JuliaML / LossFunctions.jl

Julia package of loss functions for machine learning.
https://juliaml.github.io/LossFunctions.jl/stable
Other
147 stars 33 forks source link

Wishlist #4

Closed tbreloff closed 8 years ago

tbreloff commented 8 years ago

What functionality should be accessible? How should we access it? What is core? What exists already in a usable state? (see StatsBase.jl, MLBase.jl, MachineLearning.jl, ...) What should be wrapped/linked? What should be left unimplemented, waiting for 3rd party extension?

This is not a complete list... just a placeholder which we should add to.

Concepts:

Models/algorithms:

Evizero commented 8 years ago

For empirical risk stuff (loss functions and penalizer) I think we should use EmpiricalRisks.jl which is optimized and has a great extensible design. It uses functors to represent the loss functions etc and it is now quite extensive already. For deterministic optimization in that regard Regression.jl which builds on it is also quite nice. SGDOptim.jl on the other hand feels very experimental to me. I think your code is probably more fleshed out in that regard. It would be nice though if it also used EmpiricalRisks.jl (which I also do for SVMs)

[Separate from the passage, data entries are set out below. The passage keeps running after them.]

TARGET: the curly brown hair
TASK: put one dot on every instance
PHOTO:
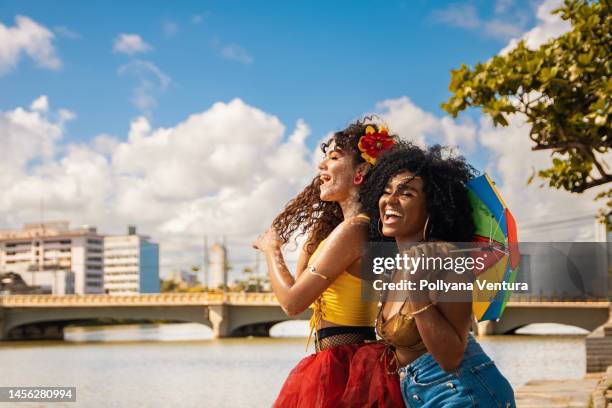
(307, 214)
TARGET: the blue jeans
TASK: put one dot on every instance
(475, 383)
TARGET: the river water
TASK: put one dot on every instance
(181, 365)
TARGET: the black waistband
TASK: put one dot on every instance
(367, 331)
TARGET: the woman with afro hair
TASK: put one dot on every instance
(419, 199)
(329, 214)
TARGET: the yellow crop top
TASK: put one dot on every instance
(342, 303)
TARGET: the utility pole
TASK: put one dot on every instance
(205, 266)
(257, 277)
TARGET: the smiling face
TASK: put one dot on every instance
(402, 208)
(336, 171)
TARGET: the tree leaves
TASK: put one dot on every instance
(563, 88)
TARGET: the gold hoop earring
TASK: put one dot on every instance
(425, 229)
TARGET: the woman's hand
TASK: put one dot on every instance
(267, 241)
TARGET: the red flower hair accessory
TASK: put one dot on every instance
(374, 142)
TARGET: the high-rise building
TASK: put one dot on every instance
(51, 255)
(218, 266)
(131, 264)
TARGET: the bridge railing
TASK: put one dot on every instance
(157, 299)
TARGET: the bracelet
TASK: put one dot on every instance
(421, 310)
(313, 271)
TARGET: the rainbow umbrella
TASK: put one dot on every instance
(496, 231)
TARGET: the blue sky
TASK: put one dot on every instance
(325, 62)
(192, 118)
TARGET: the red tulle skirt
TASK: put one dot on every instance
(351, 375)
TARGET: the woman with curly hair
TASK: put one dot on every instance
(419, 198)
(328, 212)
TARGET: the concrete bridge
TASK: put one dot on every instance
(587, 315)
(228, 315)
(235, 314)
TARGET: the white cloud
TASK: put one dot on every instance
(152, 81)
(549, 26)
(40, 104)
(235, 52)
(225, 171)
(130, 44)
(29, 38)
(423, 128)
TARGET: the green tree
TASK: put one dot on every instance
(563, 89)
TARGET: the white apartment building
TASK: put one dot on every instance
(218, 266)
(131, 264)
(58, 259)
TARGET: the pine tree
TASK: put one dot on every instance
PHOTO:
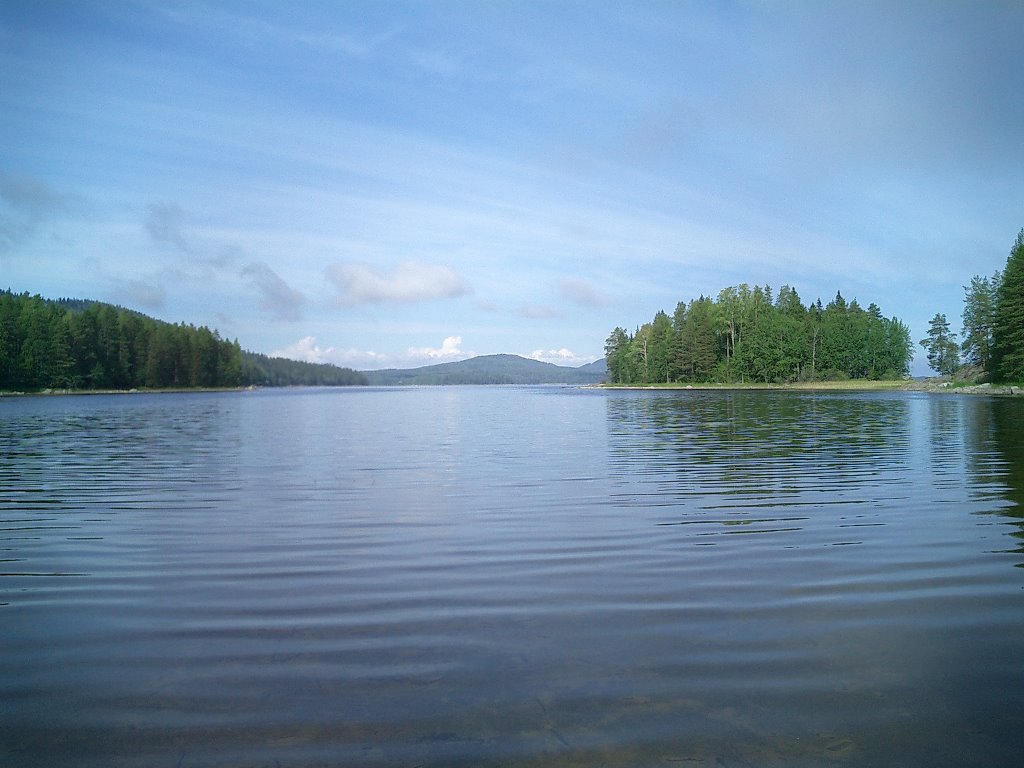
(943, 352)
(979, 318)
(1008, 330)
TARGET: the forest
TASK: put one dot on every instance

tbreloff commented 8 years ago

When designing OnlineStats, we reviewed EmpiricalRisks and Regression and decided it wasn't flexible enough for our needs, so rather than slog through the PR process to redesign them, we built our own. You should really review OnlineStats... Please let me know if you see any deficiencies in the design, and I think we should use that as our starting point.

On Oct 12, 2015, at 4:27 AM, Christof Stocker notifications@github.com wrote:

For empirical risk stuff (loss functions and penalizer) I think we should use EmpiricalRisks.jl which is optimized and has a great extensible design. It uses functors to represent the loss functions etc and it is now quite extensive. For deterministic optimization in that regard Regression.jl which builds on it is also quite nice. SGDOptim.jl on the other hand feels very experimental to me. I think your code is probably more fleshed out in that regard. It would be nice though if it also used EmpiricalRisks.jl (which I also do for SVMs)

— Reply to this email directly or view it on GitHub.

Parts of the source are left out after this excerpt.